Prepare for new styles of management
Millennials have grown up with social media and technology that has become second nature to most of them. They’re accustomed to fine-tuning their personal brand, showing off the side of themselves they want people to see. Sometimes, this even changes from one social media site to another. And, just as they tune their personal brands, millennial managers will personalise their management techniques as well. They will look to “make their mark”, exploring innovative management styles or changing around established priorities.
Make work flexible
Millennial managers are also well aware of how easy it is for personal lives to bleed into the workplace. Social media and the general news cycle is a 24/7 occurrence, meaning that it’s much easier for personal lives to creep into the workplace more often. This poses a challenge of making sure employees are staying on track. Millennial managers will seek to find ways to be flexible to use this constant feed of information to stay connected.
Millennial workers may turn down managerial or supervisory roles if offered. They look to their own managers or slightly more senior peers, taking note that many of them are often given extra responsibility, but very little additional support. Since they are so focused on work-life balance, they may be wary to commit to a role that doesn’t seem flexible enough.
Change your corporate culture or they will
The future of work isn’t in the 40 hour, 9 to 5 week. Businesses have become more casual, allowing for more flexibility in schedules. This has been enabled thanks to advances in tech. Most of us can work from anywhere with a Wi-Fi connection and a smart phone. Even traditionally desk-bound jobs like HR and payroll can be taken care of out of the office.
Millennials are pushing the boundaries of what’s “appropriate” in the workplace. They’re challenging established norms, such as paternity leave, dress codes and corporate wellness programs. They respect the importance of work-life balance, understanding that happy, healthy employees will produce the best results and increase retention rates. They value onboarding and development, because they see in themselves the same desire for personal growth within business.
Ultimately, millennials aren’t concerned with how they will fit into a company. They want to know where the business will fit in their personal narrative. Millennial managers are focused on creating the life they want and ensuring their career doesn’t encroach on that goal.
They may need guidance and mentoring
If you find millennial managers are too lax, it might boil down to an issue with being seen as an authority figure by their peers-turned-subordinates. Some younger managers find it difficult to gain respect after they get promoted. They sometimes find it difficult to gain credibility or establish their authority.
Overnight they go from a co-worker to a boss, and not everyone in the department might be on board. As a result, without the right guidance and mentorship in place, you might find that these managers do become more laid-back, even if only as a way to avoid conflict with employees who may be unhappy with the shift in management.
All of this might sound like millennials are work-shy and demand that the working world change just for them. But, just because your millennial manager might be open to having their team leave work early for regular appointments, fitness classes or to pick their kids up from school, don’t take flexibility as a sign of weakness.
Millennials graduated into a poor economic climate.
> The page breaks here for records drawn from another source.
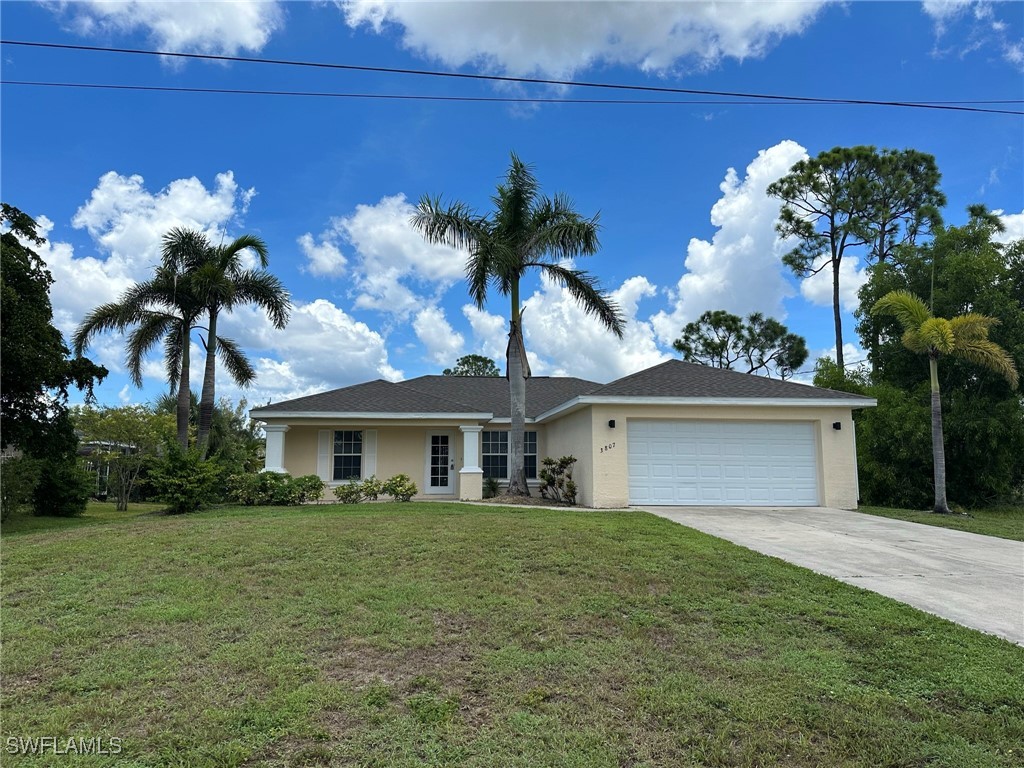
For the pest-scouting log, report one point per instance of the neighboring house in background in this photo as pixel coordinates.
(677, 433)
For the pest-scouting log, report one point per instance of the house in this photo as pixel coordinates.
(677, 433)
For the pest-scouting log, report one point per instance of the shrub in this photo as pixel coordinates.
(245, 489)
(183, 480)
(273, 488)
(64, 488)
(400, 487)
(349, 492)
(556, 479)
(309, 487)
(18, 477)
(372, 487)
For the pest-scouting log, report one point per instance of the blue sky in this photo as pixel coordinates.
(329, 182)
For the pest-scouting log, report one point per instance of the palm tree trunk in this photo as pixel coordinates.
(838, 316)
(184, 391)
(207, 397)
(938, 444)
(517, 402)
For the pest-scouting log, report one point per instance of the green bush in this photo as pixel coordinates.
(18, 477)
(273, 488)
(309, 488)
(349, 492)
(556, 479)
(372, 487)
(183, 479)
(400, 487)
(64, 488)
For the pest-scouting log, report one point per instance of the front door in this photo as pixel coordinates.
(440, 464)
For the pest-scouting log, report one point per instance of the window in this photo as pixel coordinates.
(495, 455)
(347, 454)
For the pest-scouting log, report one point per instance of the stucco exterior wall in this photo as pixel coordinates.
(400, 449)
(572, 434)
(602, 469)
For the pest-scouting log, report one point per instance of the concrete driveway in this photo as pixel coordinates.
(976, 581)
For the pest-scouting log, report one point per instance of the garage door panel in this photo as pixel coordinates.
(722, 463)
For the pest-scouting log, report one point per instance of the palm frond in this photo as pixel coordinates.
(566, 238)
(262, 289)
(907, 308)
(229, 254)
(913, 341)
(152, 328)
(938, 334)
(239, 367)
(991, 355)
(972, 327)
(584, 288)
(111, 316)
(456, 224)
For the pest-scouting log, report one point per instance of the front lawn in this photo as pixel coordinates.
(1005, 521)
(453, 635)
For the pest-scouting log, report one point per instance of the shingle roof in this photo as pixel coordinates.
(438, 394)
(679, 379)
(489, 394)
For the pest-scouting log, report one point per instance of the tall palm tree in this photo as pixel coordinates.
(525, 230)
(160, 309)
(221, 284)
(964, 336)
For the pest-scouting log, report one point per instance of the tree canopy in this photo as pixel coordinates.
(37, 371)
(525, 231)
(473, 365)
(759, 345)
(852, 198)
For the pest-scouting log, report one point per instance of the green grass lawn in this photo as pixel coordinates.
(451, 635)
(1005, 521)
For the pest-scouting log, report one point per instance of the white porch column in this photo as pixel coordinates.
(471, 476)
(274, 460)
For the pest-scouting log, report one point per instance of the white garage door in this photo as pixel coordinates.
(722, 463)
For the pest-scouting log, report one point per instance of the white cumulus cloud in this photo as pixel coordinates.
(394, 268)
(219, 27)
(560, 38)
(565, 341)
(491, 333)
(324, 259)
(740, 268)
(817, 289)
(322, 348)
(443, 343)
(126, 221)
(1014, 223)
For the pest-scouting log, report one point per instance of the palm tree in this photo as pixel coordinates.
(221, 284)
(159, 309)
(525, 230)
(965, 336)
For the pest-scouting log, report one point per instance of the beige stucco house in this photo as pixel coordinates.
(677, 433)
This means they’ve had to achieve success through solid results, being agile and working hard every day. They don’t settle for less than the best in their own performance, so they won’t settle for less from their team either.
If you’re looking for your future millennial managers, look for those millennials who love the responsibility and the service. Look for those who consistently practice the basics of management with discipline, for those who want to lift people up and make them better. They will likely be your future leaders.